I am taking this argument from Gelfond & Linnik's Elementary Methods in the Analytic Theory of Numbers.
They state if for every $n \ge 1$, there exists $m \in [1,n]$ where $C(n) - C(n-m) \ge (d(A) + d(B))m$, then it "may be deduced from it without difficulty" that $d(C) \ge d(A) + d(B)$
Here's the reasoning presented:
(1) Assume that for every $n \ge 1$, there exists $m \in [1,n]$ such that $C(n) - C(n-m) \ge (d(A) + d(B))m$
(2) Consider the segment $[1,n-m]$
(3) Then, it follows that a segment $[n - m - m' + 1, n - m]$ can be found where $C(n-m) - C(n-m-m') \ge (d(A)+d(B))m'$
(4) We can extract from $[1,n-m-m']$ the "extreme right-hand segment with the same property then continue our argument."
(5) "As a result we obviously arrive at the inequality": $d(C) \ge d(A) + d(B)$
This might be obvious to the others. I'm still scratching my head.
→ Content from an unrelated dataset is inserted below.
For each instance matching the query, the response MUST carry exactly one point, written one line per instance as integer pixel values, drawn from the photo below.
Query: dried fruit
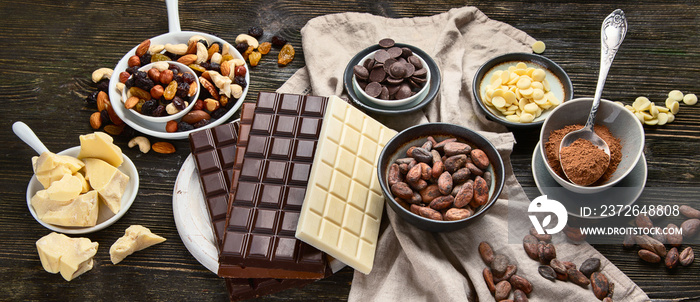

If we can make the size of $m$ as small as we want, why would this prove that $d(C) \ge d(A) + d(B)$.
It would help me to understand the argument if someone could explain the principle that lets us reach the conclusion intended.
Here's my understanding of Schnirelmann Density.
$A,B$ are infinite sequences of integers starting with $0$ with in sequential order such as $0, a_1, a_2, \cdots$ where $0 < a_1 < a_2 < \cdots$
Schnirelmann density is defined as: $$d(A) = \inf\limits_{n}\frac{A(n)}{n}$$
where: $$A(n) = \sum\limits_{0<a_i\le{n}}{1}$$
So, it is clear that: $$0 \le \frac{A(n)}{n} \le 1$$
$C = A+B$ where $+$ is the sumset.
As we repeat the argument on ever-smaller segments, we get:
$C(n) - C(n-m) \geq (d(A) + d(B))m$
$C(n-m) - C(n-m-m^\prime) \geq (d(A)+d(B))m^\prime$
$C(n-m-m^\prime) - C(n-m-m^\prime-m^{\prime\prime}) \geq (d(A)+d(B))m^{\prime\prime}$
and so on. We add these and get the LHS to telescope, so
$C(n) \geq (d(A)+d(B))(m+m^\prime+m^{\prime\prime}+\cdots) = (d(A)+d(B))n$.
Now divide both sides by $n$: $\displaystyle \frac{C(n)}{n} \geq d(A)+d(B)$. Hence taking the infimum over $n$ the inequality still holds and $d(C) \geq d(A)+d(B)$.